Ikenna selbst dachte darüber nach, seinen Job aufzugeben. Er konnte sich nicht vorstellen, wieder Whitney zu sein, jetzt, wo es das Original nicht mehr gab. Er lehnte die ersten Angebote für Tribut-Konzerte ab, las keine Nachrichten mehr und schottete sich ab. Fünf Wochen dauerte es bis zum nächsten Auftritt. Es wäre nicht heilsam gewesen, aufzuhören, sagt er heute.

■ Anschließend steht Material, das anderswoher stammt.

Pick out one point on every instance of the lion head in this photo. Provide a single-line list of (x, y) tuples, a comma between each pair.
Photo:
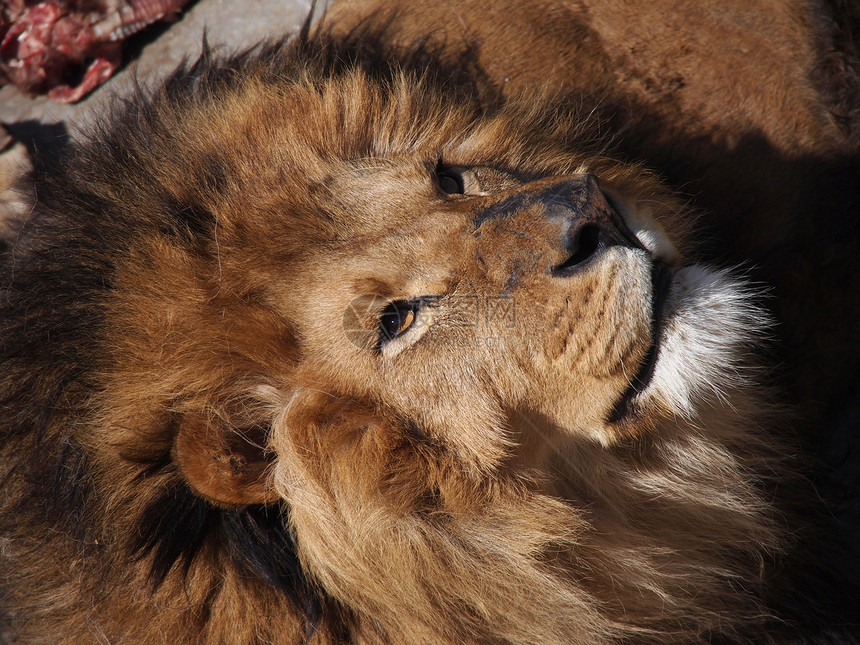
[(323, 330)]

Es kämen mehr Anfragen als früher, die Sehnsucht nach Whitney sei groß. Aber Ikennas Arbeit ist seit dem Tod der Sängerin eine andere. Seine Auftritte seien weniger lustig, sagt er. Bei jeder Show schwinge das Wort "Tribut" mit. Das Publikum schwelge nun in Erinnerungen an Houston und denke doch vor allem an das tragische Ende der Sängerin.

Wie lebt es sich als Kopie, wenn es das Original nicht mehr gibt? Wie ist es, als Projektion so vieler Emotionen zu dienen?

Er versuche, die positiven Erinnerungen an Whitney zu wecken; die Illusion einer erfolgreichen, beliebten, einzigartigen Sängerin aufrecht zu erhalten, sagt Ikenna.

Nach jedem Auftritt braucht er höchstens zwölf Minuten, bis die Frauenkleider ausgezogen, die Perücke abgesetzt und die Schminke abgewaschen ist. Zwölf Minuten, bis er äußerlich wieder Ikenna ist, der Mann.